The labor market might be the only bright spot as layoff anxiety tied to AI appears mostly overstated, and there are indications that conditions are improving. Initial jobless claims edged higher, but continuing claims fell. Both measures are comfortably within a normal range and below the averages for all of 2025.
While layoffs have risen modestly in some technology roles, AI accounts for only a small share of announced job cuts. Additionally, Indeed.com data shows an uptick in software engineering roles in 2026. While this follows a lengthy depression in postings for these roles, it is an indication that AI is not even destroying the jobs it is most capable of replacing.

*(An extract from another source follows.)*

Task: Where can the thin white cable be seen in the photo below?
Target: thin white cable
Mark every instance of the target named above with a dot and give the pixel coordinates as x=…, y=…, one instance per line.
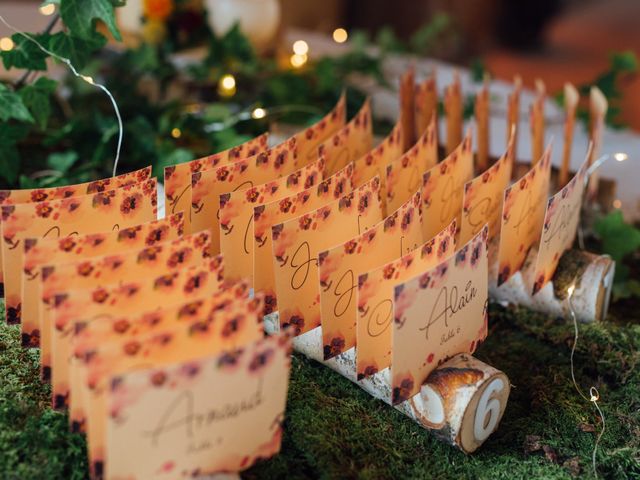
x=87, y=79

AI, economy-wide over hiring, job hopping, inflation, and rate hikes all happened within a 12–18-month window back in 2022. All of these factors contributed to the snapback in the labor market we are living through today. As it stands today, AI is the least likely to be the direct and primary cause of the weak labor market environment. The multiple economic dislocations and disruptions between 2020 and 2023 were naturally going to have ripple effects on society and the economy, both good and bad.
AI might get blamed for big layoff announcements (*cough*BLOCK*cough*), but overhiring, changing priorities, and poor management seem to be more likely culprits.

What this means for investors and what comes next
Sector performance reflected ongoing rotation within the market as investors are still trying to find their footing on the shifting sand. Commercial services and minerals led gains, but fewer sectors are holding onto their momentum. Gold and oil moved higher as Iran and other geopolitical issues stayed in the news throughout the week (air strikes in Iran were revealed on Saturday morning). Cryptocurrencies remained volatile after midweek swings.
U.S. stock market investors should anticipate more news- and rumor-based volatility that will be accompanied by some near-term negative performance. Especially after multiple double-digit growth years, intra-year weakness is normal. The pessimism is translating into selling, but that leaves markets with a wall of worry to climb. If stocks spend most of the year consolidating while maintaining strong earnings trends, P/E ratios will look much more welcoming within 6-12 months.

Source: Willie Delwiche & Hi Mount Research
The AI cycle may be maturing, even if investors aren’t. Earnings growth remains real, but expectations for the future are constantly being recalibrated, sometimes daily. AI capex spending alone doesn’t cut it anymore, and investors have shifted hard toward companies and industries that aren’t impacted by AI hype or disruption. With so much still unknown, predictable operations and durable earnings are receiving a healthy premium.
The coming weeks will be a tug of war between numerous labor market and inflation reports, and then capped off with the FOMC meeting on March 17-18.
- Friday, March 6th: Non-farm payrolls and unemployment
- Wednesday, March 11th: CPI
- Friday, March 13th: JOLTS, PCE, and Q4 GDP
- Wednesday, March 18th: FOMC meeting and release of the summary of economic projections
For investors, diversification continues to look like a necessary condition of success. There are too many unknowns to try to pick winners with any expectation of certainty. For the time being, the best way to build wealth is to avoid significant losses. Exposure across the full AI ecosystem, along with sectors positioned to benefit from both productivity gains and the fear of wipeout, may help balance opportunity with risk.